More Sex, More Models, More Housework

Well hi! If you got here via Google, this is probably not the type of post you are looking for. This one has math, and the only pictures are graphs.  Sorry about that.

For everyone else, welcome to “From the Archives” where I revisit old posts  to see where the science (or my thinking) has gone since I put them up originally.

Back in 2013, a concerned reader had sent me a headline that warned men about a terrible scourge depriving them of all that was good in life. Oh yes, I’m talking about housework.  The life advice started from the headline “Want to Have More Sex? Men, stop helping with chores.”  The article covered at study that had devised a mathematical model of a couples sexual frequency vs the number of chores they did.  I couldn’t resist, and ended up writing a post called “Sex, Models and Housework“. It’s still one of my most viewed posts, though probably not the most read.

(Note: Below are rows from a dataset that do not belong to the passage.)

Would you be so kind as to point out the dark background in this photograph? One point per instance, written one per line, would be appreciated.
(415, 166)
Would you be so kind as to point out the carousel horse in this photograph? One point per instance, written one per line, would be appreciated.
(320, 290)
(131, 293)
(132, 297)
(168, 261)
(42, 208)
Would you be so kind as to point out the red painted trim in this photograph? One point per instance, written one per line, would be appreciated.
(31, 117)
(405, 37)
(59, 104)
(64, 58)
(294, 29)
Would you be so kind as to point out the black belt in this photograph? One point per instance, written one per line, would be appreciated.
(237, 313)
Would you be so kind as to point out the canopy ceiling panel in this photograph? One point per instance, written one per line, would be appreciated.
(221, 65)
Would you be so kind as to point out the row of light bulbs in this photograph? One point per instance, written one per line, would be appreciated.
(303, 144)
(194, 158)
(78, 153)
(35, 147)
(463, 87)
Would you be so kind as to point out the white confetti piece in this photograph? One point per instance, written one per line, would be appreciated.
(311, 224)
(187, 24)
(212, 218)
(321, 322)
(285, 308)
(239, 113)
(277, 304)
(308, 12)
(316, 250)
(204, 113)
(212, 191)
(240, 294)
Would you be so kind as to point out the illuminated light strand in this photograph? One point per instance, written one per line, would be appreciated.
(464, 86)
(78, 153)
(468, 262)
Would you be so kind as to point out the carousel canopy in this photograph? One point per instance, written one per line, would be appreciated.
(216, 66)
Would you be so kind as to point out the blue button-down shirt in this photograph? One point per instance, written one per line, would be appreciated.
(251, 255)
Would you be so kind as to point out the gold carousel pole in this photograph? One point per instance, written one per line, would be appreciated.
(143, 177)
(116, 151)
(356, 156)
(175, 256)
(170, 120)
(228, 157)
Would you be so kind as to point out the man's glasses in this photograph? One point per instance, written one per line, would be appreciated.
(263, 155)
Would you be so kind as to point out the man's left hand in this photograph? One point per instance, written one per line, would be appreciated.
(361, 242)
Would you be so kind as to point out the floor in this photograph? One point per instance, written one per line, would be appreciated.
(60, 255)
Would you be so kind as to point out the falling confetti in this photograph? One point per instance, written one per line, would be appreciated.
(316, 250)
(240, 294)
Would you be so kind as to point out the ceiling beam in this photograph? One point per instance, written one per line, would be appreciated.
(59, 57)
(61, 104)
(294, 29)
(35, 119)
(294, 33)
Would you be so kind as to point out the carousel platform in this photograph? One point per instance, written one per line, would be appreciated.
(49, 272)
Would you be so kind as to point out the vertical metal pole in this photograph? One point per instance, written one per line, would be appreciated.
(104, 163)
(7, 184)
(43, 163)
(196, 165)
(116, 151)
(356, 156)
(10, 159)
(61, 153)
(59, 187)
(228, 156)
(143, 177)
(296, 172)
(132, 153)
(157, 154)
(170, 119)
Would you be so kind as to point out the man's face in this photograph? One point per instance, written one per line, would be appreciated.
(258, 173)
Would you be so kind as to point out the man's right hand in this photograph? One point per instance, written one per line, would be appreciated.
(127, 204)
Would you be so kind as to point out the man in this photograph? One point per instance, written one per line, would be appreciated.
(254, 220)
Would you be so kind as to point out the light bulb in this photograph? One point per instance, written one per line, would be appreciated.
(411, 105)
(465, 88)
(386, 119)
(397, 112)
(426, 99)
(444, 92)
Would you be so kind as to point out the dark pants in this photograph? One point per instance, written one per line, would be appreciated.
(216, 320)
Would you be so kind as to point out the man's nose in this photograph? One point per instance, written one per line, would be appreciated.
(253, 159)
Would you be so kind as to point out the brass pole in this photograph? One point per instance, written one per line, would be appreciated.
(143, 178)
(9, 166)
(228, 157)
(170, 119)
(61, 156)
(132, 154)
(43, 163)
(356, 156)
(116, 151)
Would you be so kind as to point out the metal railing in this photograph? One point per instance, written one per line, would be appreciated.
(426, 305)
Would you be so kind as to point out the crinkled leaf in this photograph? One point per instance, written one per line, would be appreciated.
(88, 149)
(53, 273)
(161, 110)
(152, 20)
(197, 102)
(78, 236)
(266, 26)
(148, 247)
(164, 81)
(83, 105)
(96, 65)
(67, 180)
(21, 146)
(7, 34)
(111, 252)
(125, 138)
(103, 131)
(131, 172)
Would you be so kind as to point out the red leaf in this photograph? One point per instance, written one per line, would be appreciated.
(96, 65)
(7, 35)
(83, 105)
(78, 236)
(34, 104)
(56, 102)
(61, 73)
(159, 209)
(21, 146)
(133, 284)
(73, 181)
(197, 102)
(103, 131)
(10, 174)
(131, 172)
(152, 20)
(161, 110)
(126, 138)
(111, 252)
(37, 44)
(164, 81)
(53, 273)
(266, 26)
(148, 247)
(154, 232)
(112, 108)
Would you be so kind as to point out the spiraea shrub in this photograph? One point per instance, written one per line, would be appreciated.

A few things to know about the original study (found here):

  1. That headline was pretty misleading. The study never said that men who didn’t do chores had more sex, the study said that men who did more traditionally female chores had less sex. Men who did more traditionally male chores actually had more sex.
  2. Despite being released in 2013, the data the study used was from 1992. The people in the study had an average age of early to mid 40s at that time, so this is a study looking at Baby Boomers and their relationships in the early 90s. With shifting culture, this is important to keep in mind.
  3. The model extrapolated out to men who do 100% of the traditionally female housework. One of my core concerns was how many data points they had in that range, or if they extrapolated beyond the scope of the model. Men reported doing an average of 25% of the “traditionally female chores” at baseline, with a standard deviation of .19.  It does not look likely they had many men in the 100% range, and those relationships may have had something else unusual going on.
  4. Given #3, you’ll excuse me if I doubt that this model really should have been perfectly linear:

Those were my original thoughts, and rereading the paper I wanted to add a few more:

  1. One point I can’t believe I didn’t mention the first time around is the inherent selection bias in this data. You had to be a married couple to be included in the data. So a hypothetical couple who had an uneven distribution of housework and divorced was not counted. To be perfectly fair, they did take a bit of a look at this. These respondents were surveyed in 1988 and then again in 1992-1994. They did look at those who were married in 1988 but divorced by 1992 to see if the chore distribution/sexual frequency was different. It wasn’t.  However, given the ages of the respondents (born in the 40s-60s) many of them could have actually already been divorced before 1988 rolled around1. Additionally, those who are going through a divorce or in an otherwise rocky marriage likely didn’t take part in the survey. We don’t know if those numbers would have changed things, but I think we have reason to suspect that those most bothered by chore arrangements would be more likely to divorce.
  2. The women in the study worked an average of 15 hours fewer per week than men at paid labor. The women in the study spent 18 more hours per week than men at household chores. It’s worth noting that an “average” man in this study doing half of the chores would have actually been doing more labor for the house than the “average” woman. It would have been interesting to see a total on “labor for household” to see what the effect of an even vs uneven total workload was. This is important to rule out that it’s not the “gender” of the chores, but potential perceived unfairness that drives the decrease in sex.
  3. Child care hours were not included anywhere for either partner.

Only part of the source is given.